Most people do not notice the fading of good behavior, because their overriding concern is the lack of any “bad” behavior.  So a bad behavior is followed by a “is this better?”, rather than a “Wow, do you know Monty did today …”.

I prefer a child who can learn, even if that means he may get fed up from time to time, and show it.

I was pleased to come home earlier this week and find Monty sitting alone playing his piano beautifully (no prompting, no reinforcement needed), with his music book laid out in front of him, playing one melody, turning the page and playing the next one, while his big brother had gone upstairs to play his computer games, because little brother does not need him. 

  

Intervention in Adults

Other than halting self injurious behavior (SIB), I am far from convinced that most people would even notice the difference if you took an adult with classic autism and started to treat him.

At that age, passive and patient is what most caregivers want.

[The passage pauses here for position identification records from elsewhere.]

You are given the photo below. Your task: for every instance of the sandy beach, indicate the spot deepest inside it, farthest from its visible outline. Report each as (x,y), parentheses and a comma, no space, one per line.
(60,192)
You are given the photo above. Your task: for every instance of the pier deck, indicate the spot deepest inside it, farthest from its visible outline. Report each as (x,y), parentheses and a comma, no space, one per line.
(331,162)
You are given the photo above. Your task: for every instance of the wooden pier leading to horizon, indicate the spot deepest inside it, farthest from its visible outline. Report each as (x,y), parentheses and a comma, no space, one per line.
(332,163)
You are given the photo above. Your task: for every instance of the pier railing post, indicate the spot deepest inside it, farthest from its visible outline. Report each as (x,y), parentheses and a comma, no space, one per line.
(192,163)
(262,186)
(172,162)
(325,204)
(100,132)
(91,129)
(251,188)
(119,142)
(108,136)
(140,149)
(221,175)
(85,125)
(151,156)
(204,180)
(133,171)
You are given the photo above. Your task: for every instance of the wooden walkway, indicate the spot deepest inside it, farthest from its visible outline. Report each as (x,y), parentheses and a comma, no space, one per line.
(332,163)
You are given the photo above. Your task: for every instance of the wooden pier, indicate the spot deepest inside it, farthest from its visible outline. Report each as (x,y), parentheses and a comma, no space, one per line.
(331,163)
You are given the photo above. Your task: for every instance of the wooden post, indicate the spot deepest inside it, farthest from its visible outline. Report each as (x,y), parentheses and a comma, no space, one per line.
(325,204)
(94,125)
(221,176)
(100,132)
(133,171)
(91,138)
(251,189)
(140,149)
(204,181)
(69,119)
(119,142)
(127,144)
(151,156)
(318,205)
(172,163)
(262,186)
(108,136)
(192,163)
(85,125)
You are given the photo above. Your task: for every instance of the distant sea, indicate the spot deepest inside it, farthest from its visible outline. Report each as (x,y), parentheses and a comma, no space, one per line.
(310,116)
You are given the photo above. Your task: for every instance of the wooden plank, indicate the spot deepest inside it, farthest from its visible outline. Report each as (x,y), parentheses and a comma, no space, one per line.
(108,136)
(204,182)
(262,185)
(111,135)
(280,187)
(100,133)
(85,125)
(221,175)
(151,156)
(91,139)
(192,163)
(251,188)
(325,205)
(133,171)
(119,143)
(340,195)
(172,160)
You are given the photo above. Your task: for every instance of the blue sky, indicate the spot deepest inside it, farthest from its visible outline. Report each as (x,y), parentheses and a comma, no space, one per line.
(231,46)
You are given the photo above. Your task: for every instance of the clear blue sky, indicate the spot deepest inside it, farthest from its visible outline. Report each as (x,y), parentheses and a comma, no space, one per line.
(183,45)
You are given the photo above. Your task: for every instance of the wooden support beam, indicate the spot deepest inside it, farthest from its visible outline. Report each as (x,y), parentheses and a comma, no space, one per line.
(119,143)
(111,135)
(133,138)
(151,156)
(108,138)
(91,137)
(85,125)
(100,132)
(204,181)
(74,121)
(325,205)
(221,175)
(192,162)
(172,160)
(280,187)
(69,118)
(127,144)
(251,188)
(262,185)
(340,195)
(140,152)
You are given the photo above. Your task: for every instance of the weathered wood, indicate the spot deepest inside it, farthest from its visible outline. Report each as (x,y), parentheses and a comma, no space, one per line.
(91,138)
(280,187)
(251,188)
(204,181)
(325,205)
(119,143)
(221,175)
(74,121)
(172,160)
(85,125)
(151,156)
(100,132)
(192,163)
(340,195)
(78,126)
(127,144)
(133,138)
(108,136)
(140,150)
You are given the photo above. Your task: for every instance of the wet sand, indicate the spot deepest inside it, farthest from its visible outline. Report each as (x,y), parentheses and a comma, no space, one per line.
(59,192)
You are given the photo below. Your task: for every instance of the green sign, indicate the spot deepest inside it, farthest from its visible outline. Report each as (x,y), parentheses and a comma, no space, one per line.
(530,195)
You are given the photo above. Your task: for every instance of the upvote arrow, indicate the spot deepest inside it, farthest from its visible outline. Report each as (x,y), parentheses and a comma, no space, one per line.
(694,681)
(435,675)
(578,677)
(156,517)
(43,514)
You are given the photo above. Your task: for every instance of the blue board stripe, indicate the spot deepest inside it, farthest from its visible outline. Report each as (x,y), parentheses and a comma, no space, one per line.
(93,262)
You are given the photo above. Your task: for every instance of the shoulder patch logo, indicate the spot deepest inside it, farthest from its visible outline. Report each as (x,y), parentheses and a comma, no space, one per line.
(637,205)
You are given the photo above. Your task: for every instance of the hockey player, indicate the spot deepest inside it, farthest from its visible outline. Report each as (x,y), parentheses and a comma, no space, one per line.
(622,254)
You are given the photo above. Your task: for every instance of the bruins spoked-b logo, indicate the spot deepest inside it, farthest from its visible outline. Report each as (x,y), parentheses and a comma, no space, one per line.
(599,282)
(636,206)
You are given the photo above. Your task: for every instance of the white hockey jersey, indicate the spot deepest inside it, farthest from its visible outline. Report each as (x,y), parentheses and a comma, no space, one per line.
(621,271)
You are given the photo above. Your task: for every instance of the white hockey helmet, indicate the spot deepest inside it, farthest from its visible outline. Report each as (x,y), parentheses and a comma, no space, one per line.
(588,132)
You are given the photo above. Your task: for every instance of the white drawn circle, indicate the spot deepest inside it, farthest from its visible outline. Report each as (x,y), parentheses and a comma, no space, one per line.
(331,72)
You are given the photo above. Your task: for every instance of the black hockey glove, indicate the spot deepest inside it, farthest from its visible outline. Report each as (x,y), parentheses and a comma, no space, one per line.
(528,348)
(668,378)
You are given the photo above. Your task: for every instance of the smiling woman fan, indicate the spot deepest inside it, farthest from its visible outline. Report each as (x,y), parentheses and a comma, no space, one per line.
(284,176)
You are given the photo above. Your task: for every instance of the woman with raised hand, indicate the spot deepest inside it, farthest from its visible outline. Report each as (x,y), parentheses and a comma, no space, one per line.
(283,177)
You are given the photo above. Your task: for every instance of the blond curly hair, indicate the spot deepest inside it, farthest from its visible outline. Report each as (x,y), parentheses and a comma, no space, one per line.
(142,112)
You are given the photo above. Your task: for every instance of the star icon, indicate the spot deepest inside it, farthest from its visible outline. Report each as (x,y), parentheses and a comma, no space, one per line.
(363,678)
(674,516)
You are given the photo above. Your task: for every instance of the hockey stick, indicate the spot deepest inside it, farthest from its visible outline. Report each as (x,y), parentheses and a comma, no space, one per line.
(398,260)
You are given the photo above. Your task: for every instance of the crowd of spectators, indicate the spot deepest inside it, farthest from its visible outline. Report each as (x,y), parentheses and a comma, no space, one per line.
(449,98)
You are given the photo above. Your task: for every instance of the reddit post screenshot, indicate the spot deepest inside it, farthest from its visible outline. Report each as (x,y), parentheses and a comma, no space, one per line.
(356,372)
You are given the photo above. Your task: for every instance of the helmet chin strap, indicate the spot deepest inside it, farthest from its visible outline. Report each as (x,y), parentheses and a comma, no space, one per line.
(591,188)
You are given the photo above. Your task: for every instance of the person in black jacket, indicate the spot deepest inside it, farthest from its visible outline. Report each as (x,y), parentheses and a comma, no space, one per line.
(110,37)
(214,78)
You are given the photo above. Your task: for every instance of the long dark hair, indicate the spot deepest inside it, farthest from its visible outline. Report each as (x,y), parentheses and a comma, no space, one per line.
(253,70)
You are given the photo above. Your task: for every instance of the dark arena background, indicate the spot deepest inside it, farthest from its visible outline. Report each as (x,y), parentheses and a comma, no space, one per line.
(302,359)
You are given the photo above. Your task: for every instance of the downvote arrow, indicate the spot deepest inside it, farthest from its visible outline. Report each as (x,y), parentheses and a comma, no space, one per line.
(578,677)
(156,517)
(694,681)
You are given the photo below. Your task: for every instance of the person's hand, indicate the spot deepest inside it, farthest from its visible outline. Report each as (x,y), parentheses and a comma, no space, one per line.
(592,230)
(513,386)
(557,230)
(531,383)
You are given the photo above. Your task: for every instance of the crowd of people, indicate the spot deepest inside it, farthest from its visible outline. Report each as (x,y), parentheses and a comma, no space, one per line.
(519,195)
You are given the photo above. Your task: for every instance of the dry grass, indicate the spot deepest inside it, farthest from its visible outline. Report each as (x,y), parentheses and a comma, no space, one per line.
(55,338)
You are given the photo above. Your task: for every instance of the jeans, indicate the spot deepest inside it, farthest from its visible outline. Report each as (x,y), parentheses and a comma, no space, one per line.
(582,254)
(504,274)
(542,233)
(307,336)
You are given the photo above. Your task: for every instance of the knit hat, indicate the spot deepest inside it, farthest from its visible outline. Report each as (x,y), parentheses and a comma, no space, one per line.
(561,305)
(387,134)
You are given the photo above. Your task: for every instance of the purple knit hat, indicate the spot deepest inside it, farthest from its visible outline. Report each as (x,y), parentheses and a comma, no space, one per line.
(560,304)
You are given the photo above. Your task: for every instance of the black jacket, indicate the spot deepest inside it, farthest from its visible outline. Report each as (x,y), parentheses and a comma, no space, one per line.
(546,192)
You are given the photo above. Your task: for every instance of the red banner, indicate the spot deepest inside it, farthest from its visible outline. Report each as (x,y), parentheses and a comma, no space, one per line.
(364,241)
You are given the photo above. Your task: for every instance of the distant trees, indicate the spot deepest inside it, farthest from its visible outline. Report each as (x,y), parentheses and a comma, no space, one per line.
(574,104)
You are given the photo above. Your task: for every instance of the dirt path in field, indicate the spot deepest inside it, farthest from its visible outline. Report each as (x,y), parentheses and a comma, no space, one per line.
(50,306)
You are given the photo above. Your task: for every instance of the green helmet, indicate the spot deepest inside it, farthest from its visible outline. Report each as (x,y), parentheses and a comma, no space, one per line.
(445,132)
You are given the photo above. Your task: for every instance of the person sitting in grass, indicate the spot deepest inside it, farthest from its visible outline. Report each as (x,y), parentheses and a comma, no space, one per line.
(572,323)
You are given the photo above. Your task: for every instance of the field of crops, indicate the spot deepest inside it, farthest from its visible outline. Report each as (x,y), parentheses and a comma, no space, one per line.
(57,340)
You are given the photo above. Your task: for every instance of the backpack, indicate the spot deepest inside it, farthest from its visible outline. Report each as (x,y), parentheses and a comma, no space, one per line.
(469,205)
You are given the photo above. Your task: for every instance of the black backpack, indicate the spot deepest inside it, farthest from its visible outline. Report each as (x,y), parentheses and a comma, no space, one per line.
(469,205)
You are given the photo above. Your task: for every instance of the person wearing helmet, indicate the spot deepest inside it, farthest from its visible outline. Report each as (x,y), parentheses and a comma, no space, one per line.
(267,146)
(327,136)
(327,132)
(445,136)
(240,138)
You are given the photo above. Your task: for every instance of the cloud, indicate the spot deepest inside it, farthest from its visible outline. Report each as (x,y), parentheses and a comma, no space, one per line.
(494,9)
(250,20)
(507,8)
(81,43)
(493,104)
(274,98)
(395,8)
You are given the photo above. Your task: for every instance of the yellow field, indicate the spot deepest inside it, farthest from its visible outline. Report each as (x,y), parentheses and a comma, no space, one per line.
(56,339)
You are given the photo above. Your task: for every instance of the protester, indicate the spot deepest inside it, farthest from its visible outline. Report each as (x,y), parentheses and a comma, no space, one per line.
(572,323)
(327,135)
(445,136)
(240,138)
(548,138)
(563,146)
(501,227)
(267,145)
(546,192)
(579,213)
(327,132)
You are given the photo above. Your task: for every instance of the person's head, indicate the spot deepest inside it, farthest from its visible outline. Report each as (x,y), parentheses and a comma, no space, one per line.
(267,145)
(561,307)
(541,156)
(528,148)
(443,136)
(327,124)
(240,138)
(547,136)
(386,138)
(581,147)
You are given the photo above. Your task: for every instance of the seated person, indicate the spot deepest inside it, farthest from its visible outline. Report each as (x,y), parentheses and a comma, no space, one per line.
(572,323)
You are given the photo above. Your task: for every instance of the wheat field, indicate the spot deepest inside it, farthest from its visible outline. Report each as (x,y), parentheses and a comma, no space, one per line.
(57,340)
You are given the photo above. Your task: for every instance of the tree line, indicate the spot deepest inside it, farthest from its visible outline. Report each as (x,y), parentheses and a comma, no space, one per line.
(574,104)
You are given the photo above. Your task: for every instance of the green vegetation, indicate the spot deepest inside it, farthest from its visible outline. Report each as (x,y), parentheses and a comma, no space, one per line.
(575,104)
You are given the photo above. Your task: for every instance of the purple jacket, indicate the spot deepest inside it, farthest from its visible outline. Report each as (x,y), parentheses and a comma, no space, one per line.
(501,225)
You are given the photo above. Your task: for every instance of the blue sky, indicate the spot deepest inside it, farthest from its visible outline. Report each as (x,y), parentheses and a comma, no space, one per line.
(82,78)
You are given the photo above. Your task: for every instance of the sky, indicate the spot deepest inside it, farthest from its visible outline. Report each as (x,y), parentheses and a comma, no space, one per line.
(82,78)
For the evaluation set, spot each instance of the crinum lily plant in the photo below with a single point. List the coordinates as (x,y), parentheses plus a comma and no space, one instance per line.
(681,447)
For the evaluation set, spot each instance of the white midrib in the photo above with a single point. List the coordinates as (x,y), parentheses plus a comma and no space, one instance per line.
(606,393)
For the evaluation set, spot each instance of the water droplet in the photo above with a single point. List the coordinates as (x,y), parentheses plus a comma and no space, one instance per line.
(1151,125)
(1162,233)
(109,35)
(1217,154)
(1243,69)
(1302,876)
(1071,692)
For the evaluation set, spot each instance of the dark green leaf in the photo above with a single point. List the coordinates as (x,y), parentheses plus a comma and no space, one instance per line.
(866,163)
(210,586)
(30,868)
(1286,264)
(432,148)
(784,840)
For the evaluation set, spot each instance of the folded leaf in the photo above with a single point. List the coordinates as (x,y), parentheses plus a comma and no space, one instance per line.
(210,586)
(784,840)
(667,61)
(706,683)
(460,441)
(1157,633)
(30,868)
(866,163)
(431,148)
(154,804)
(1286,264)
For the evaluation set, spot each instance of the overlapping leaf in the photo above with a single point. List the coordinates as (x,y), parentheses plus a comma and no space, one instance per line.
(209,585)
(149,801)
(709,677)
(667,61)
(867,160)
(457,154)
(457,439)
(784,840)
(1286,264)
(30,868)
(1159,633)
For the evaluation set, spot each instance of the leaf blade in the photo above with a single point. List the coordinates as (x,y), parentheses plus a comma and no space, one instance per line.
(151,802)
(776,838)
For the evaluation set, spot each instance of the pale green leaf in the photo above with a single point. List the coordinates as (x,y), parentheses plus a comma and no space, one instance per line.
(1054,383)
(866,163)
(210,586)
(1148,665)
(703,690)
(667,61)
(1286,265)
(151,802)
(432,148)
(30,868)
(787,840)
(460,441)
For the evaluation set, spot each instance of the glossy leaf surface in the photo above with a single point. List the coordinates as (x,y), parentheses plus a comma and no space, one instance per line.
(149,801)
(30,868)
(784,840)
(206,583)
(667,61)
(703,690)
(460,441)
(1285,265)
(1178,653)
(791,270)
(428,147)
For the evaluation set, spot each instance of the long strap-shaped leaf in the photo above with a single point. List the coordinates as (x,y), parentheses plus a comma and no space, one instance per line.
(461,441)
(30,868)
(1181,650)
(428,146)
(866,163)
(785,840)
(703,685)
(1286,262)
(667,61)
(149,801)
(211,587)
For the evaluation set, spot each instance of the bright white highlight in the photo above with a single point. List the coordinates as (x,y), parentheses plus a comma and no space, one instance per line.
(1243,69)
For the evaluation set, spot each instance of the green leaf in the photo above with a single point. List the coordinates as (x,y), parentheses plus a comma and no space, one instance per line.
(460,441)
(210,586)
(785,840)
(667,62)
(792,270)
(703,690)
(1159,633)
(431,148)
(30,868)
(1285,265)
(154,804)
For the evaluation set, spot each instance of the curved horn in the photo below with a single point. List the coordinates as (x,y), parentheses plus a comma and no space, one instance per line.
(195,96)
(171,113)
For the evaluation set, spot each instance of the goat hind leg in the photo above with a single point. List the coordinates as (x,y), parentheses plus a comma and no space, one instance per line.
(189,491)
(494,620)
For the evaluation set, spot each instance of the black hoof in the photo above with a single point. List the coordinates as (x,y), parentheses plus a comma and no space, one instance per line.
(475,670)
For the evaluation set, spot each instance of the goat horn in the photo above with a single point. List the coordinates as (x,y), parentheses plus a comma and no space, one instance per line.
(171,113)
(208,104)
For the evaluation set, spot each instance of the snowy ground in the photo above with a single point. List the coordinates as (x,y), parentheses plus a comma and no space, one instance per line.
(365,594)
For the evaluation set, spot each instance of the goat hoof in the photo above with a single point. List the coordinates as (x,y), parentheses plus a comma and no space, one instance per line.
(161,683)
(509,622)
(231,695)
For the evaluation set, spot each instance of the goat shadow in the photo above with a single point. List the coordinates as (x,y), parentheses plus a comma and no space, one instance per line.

So I see little prospect that “corrective biological therapy” will ever be initiated in many adults with more serious autism;  they will continue to be “tranquilized”.

Many adults with Asperger’s and high IQ do their own research and self-treat; some even read this blog. For them, even a small biological "improvement" can have a welcome effect on well-being. Good for them.



Intervention in Young Children

The best way forward is to intervene immediately after diagnosis.  In the US/Canada that might be two years old, but more like four years old in Europe.


If I was a Roche or Novartis, this would be my target:- non-verbal, non toilet-trained toddlers who make no eye contact, possibly cry a lot and tend to be kept at home.